14. The apparatus of claim 8, further comprising storing one or more approved versions of the at least the portion of the regression test for the given software file in an issue tracking system or a database.
15. A non-transitory processor-readable storage medium having stored therein program code of one or more software programs, wherein the program code when executed by at least one processing device causes the at least one processing device to perform the following steps:
generating one or more first data structures at least in part by parsing a plurality of issue tracking data records, wherein each of the plurality of issue tracking data records is associated with a respective one of a plurality of prior changes to a given software file, wherein the plurality of issue tracking data records comprises information characterizing a description of the respective change to the given software file and a respective test environment used to evaluate the respective change to the given software file;
applying at least a portion of the information characterizing the descriptions of the respective changes to the given software file and the respective test environments for the given software file to at least one generative artificial intelligence (AI) model, wherein the at least one generative AI model generates one or more second data structures comprising information characterizing at least a portion of a regression test to be performed for an additional change to the given software file; and
initiating at least one automated action based at least in part on the at least the portion of the regression test for the additional change to the given software file.
16. The non-transitory processor-readable storage medium of claim 15, wherein the generating is performed in response to a pull request in a software development system associated with the given software file.
17. The non-transitory processor-readable storage medium of claim 15, wherein the plurality of prior changes to the given software file comprises a designated number of prior changes to the given software file.

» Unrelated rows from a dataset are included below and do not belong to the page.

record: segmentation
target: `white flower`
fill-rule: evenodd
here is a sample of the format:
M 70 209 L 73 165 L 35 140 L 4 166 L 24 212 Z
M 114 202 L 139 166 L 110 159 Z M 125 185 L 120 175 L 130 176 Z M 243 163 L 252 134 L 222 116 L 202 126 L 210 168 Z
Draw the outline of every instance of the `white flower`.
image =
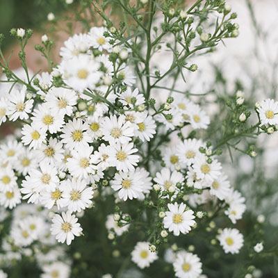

18. The non-transitory processor-readable storage medium of claim 15, wherein the at least the portion of the information characterizing the descriptions of the respective changes to the given software file and the respective test environments for the given software file is applied to the at least one generative AI model using one or more of at least one system prompt and at least one query.
19. The non-transitory processor-readable storage medium of claim 15, wherein the at least one automated action comprises one or more of generating a notification for approval of the at least the portion of the regression test, generating a regression test based at least in part on the at least the portion of the regression test, executing a regression test based at least in part on the at least the portion of the regression test and causing an action to be performed in another system.
20. The non-transitory processor-readable storage medium of claim 15, further comprising storing one or more approved versions of the at least the portion of the regression test for the given software file in an issue tracking system or a database.